The easiest way to understand Jalen Carter’s contract situation is to look at what Jeffery Simmons just did. And then look at what Carter hasn’t done yet.

Simmons signed a three-year, $105.8 million extension with the Titans that reset the top of the interior defensive line market. He earned it. Career-high 11 sacks, 17 tackles for loss, 60 quarterback pressures, first-team All-Pro. That was on a bad Titans team in 2025, which might actually make the numbers more impressive.

Carter skipped mandatory minicamp. That’s the signal. He wants a new deal. And the Eagles know they have to pay him eventually. But the question is whether he’s earned the kind of money Simmons just got. Philly Voice’s Jimmy Kempski doesn’t think so. Not yet.

The math is weird but actually helps the Eagles

Here’s something Kempski pointed out that’s worth chewing on. The cap went up 18% this year. But interior defensive linemen only saw about 11% growth on the high end of the market. That gap matters. It means the Eagles front office can argue the market isn’t quite as inflated as Carter’s camp wants to pretend. It also means they have more cap flexibility than they did a year ago, which is kind of the point of the cap going up that much in the first place.
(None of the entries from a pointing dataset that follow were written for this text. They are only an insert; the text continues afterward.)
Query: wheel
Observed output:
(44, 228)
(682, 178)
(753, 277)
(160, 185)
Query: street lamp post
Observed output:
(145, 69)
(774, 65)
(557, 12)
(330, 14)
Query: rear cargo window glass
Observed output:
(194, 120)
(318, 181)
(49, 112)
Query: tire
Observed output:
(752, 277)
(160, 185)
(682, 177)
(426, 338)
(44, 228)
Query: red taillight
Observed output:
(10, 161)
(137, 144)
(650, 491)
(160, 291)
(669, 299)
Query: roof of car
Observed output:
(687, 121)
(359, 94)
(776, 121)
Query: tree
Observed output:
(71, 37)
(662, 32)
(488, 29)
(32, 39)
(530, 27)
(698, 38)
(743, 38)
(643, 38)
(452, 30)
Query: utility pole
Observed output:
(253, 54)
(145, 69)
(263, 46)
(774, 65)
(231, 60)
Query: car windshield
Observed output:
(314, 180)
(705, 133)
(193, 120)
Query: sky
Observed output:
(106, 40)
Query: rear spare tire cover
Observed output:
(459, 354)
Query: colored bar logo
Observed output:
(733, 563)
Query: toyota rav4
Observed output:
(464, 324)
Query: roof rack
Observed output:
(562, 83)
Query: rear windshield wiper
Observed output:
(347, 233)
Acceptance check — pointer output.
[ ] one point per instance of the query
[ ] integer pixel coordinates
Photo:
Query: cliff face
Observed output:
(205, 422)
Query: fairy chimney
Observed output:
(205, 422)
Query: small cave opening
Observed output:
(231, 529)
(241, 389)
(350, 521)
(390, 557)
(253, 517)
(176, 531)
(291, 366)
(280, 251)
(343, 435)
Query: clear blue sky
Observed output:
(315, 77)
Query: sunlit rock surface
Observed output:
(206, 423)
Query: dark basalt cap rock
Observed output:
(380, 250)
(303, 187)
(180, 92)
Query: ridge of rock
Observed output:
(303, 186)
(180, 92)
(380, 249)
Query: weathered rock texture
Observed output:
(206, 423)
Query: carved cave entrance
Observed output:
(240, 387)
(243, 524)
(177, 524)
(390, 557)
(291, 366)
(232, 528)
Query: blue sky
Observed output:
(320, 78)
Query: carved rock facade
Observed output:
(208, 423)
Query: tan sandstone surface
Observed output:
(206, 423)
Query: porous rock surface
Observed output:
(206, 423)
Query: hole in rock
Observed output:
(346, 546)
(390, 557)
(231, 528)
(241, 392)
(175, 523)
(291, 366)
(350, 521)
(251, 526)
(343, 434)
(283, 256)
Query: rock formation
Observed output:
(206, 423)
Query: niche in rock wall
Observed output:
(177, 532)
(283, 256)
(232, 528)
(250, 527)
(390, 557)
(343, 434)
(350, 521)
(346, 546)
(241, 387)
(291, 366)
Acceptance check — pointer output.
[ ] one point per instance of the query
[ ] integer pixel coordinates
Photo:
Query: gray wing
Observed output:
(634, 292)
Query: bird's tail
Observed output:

Carter is insanely talented. Everyone knows that. He wrecked games in 2024. He bullied Creed Humphrey and Trey Smith in the Super Bowl. He draws double teams constantly. But the stat sheet doesn’t scream “highest-paid in the league.” He hasn’t had a double-digit sack season. His impact shows up in the stuff that doesn’t fill a box score.

Here’s where it gets tricky for Carter

ESPN’s Jeremy Fowler polled over 70 NFL scouts, coaches and executives about the top interior defensive linemen. Carter made the top 10. So did his teammate Jordan Davis. And here’s the part that has to sting a little for Carter: multiple respondents rated Davis higher based on the 2025 season. One defensive coach told Fowler that Carter has more raw talent, but Davis had a more complete and impactful year.

That’s not nothing. Davis is a monster athlete at 6’6″ and 340 pounds, but he’s not the generational pass-rush prospect Carter was coming out of Georgia. If evaluators are starting to split hairs between the two, it gives the Eagles leverage. They can point to the tape and say, “We have two top-10 guys on the line. We’re not desperate.”

Simmons is the bar now. Carter has to clear it. The talent is there. The tape is there. But the production hasn’t matched the hype yet. The Eagles know it. Carter’s agents know it. The question is whether Carter can make them both forget it by the end of this season.